Sizler Firavun ve taraftarlarının safında değil, Musa ve İsrailoğullarının safında, hatta ön saflarında bulunarak özgürleşme mücadelesine önderlik edenlerden olmak durumundasınız, Batı ve yerli işbirlikçilerinin Firavunu düzenine İslami kılıflar uydurma pozisyonunda değil. Sözleriniz batı ve batıcıları özür dileyici ve sığınıcı değil, İslamcıları sahiplenerek ıslah edici amaçlı olmalı.

Unutmayın, bu memlekette sizler yokken o ortaçağı yaşıyor dediğiniz kişi ve ekoller yaşattı İslam’ı ve sizin ortaya çıkmanıza vesile oldular. Şimdi onların oluşturduğu ortamlardan neşet etmiş birileri olarak, yumurtadan çıkıp kabuğunu beğenmeyen pozisyonunda duruyorsunuz. Doğru yerde, halis niyetle ve doğru kişilere yapılacak bu eleştiriler ıslaha vesile olabilecek iken, sizin yaptığınız ifsada vesile oluyor ve küfrün ekmeğine yağ sürüyorsunuz.

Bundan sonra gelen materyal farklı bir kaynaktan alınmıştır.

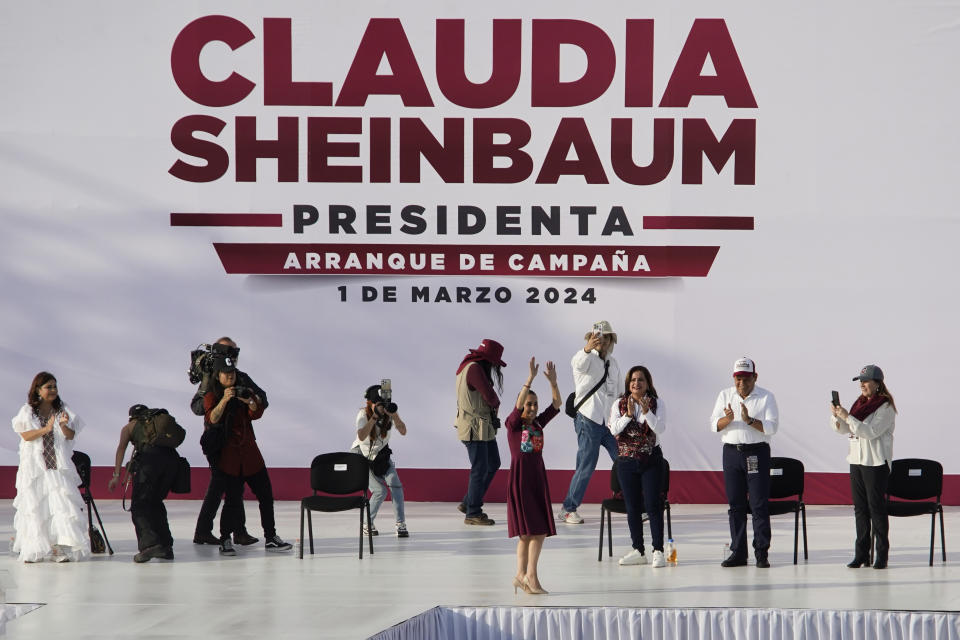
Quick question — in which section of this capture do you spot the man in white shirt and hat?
[710,357,780,569]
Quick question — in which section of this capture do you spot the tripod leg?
[87,495,113,555]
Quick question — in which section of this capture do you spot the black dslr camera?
[233,385,253,400]
[187,343,240,384]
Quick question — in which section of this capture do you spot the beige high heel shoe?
[520,580,550,596]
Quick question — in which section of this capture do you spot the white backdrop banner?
[0,0,960,480]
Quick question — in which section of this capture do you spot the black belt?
[723,442,770,452]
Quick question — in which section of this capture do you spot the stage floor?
[0,500,960,640]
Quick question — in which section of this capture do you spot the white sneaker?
[651,551,667,569]
[620,549,648,567]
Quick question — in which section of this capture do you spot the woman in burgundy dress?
[506,358,562,594]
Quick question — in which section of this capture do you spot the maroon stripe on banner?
[170,213,283,227]
[643,216,753,231]
[213,242,720,278]
[11,466,960,506]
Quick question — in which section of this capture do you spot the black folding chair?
[300,452,373,558]
[887,458,947,567]
[71,451,113,555]
[768,457,809,564]
[597,458,673,562]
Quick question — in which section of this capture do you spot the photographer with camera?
[351,380,410,538]
[107,404,183,562]
[187,336,273,545]
[453,338,507,526]
[201,357,293,555]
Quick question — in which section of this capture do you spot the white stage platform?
[0,500,960,640]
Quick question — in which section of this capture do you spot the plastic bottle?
[664,538,677,566]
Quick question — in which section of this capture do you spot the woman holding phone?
[830,364,897,569]
[607,365,667,568]
[10,371,90,562]
[506,358,563,594]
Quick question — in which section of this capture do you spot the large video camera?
[373,378,399,433]
[187,342,240,384]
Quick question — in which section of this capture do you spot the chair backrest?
[770,457,803,501]
[71,451,90,489]
[310,451,370,495]
[887,458,943,502]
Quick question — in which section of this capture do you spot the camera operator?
[351,381,410,538]
[107,404,180,562]
[190,336,273,545]
[198,348,293,555]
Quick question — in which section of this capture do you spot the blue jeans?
[370,457,405,522]
[462,439,500,518]
[563,413,617,512]
[617,447,663,553]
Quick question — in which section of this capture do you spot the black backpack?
[130,409,187,449]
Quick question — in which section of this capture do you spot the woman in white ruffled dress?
[11,371,90,562]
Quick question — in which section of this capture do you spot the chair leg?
[597,505,607,562]
[297,502,303,560]
[663,502,673,540]
[936,505,947,562]
[367,502,373,555]
[930,511,937,567]
[607,511,613,558]
[308,509,313,555]
[793,505,800,564]
[800,504,810,560]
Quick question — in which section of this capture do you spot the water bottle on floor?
[664,538,677,566]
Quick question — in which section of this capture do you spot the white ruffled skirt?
[10,466,90,562]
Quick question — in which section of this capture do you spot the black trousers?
[197,467,277,538]
[850,464,890,562]
[723,442,770,558]
[617,447,663,553]
[130,447,180,551]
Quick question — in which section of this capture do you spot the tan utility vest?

Hani diyorlar ya Kemalistler bizlere hakaret maksadıyla, M.Kemal olmasaydı siz olurdunuz da adınız ne olurdu bilmeyiz diye diye. O beğenmediğiniz ortaçağı yaşayan kişi ve ekoller olmasa idi siz olurdunuz, adınız da belki aynı olurdu ama, bu günkü kimliğinizi edindiğiniz İmam-Hatipler ve İlahiyat fakülteleri olmayacağı için, belki de Beyoğlu’nun entel barlarında olurdunuz.